Advent is Upon Us

Advent is upon us.  What does it mean?  For many it’s a signal to begin hyperventilating anxiety about the strain of the holidays on an already strained budget, the expectations and disappointments sure to come with gifts given and received, and parties that are supposed to be fun.  Amidst joy filled decorating, eager anticipation in children’s eyes, and the comfort of reunited families, some are lonely, grieving, and scared.  Confusing, isn’t it? 
Advent is upon us.  What does it mean?  It’s a time to prepare in heart and mind to receive once more God’s presence in our lives through the most intimate way possible: the Word of God made flesh in a baby born of Mary.  It happened only once a long time ago, but you and I need the annual renewal of the wonder of it.  We need it to be reminded that it’s not we who must struggle to reach up to God, but God who has reached down to us in humble, trusting vulnerability.

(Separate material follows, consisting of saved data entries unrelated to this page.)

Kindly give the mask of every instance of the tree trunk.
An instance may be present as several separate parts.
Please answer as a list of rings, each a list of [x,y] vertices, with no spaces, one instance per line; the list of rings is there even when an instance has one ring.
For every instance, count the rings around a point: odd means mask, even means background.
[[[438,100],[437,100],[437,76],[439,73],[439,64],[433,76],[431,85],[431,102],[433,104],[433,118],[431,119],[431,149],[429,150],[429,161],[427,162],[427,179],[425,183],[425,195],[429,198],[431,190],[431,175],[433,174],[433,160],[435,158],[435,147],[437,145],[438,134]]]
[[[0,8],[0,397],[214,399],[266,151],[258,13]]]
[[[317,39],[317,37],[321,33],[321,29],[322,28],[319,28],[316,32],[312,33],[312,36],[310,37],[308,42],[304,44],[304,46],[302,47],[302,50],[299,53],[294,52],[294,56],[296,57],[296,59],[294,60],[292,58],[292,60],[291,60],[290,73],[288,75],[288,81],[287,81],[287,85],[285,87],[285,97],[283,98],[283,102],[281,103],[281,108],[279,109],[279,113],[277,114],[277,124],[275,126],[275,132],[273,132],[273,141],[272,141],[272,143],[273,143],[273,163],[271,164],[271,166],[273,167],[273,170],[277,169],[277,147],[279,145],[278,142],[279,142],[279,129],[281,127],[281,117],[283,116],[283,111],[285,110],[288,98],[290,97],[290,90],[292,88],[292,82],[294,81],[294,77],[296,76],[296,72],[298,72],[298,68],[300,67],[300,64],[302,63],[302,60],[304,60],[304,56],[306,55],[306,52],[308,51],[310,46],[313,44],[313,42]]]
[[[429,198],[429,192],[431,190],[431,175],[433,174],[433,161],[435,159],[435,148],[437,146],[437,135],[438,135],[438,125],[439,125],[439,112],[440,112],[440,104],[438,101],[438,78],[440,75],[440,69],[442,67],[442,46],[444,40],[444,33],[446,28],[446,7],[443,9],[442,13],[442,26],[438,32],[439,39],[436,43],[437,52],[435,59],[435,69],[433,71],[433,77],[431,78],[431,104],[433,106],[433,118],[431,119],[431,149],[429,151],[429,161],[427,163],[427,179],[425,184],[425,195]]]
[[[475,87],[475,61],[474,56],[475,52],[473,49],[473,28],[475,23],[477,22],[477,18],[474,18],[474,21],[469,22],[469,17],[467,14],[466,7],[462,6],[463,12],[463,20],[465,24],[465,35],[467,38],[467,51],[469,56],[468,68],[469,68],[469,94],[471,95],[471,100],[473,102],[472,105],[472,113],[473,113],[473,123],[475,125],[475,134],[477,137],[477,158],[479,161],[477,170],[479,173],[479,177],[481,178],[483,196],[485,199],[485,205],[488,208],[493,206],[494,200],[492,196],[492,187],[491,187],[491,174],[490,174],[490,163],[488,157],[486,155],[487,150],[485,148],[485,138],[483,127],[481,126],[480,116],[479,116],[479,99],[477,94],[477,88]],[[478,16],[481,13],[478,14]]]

The Holiday Season has other intentions.  After all, it’s rooted in pagan celebrations of the new year, and let’s admit it, it’s fun to engage in at least a bit of it.  If we’re honest, there’s a little pagan blood in each of us.  But Advent can be an effective inoculation against too much.  Advent can slow us down, redirect our attention to Jesus, remind us that the enduring gift of life is ours to have for all eternity.  Advent can calm our fears, ease our anxieties, and hush the noise so we can hear the angels sing.  What we have, we have.  What we don’t have, we don’t have.  Let it be.  What we need is important.  What we want is not.  What we most need and want is love that accepts us as we are.  We can give love like that, even to those we don’t much like.  We can receive it, even from those we’re not fond of.  We have received it freely from God, and can give it freely in Christ’s name.  Advent is a time to work on it.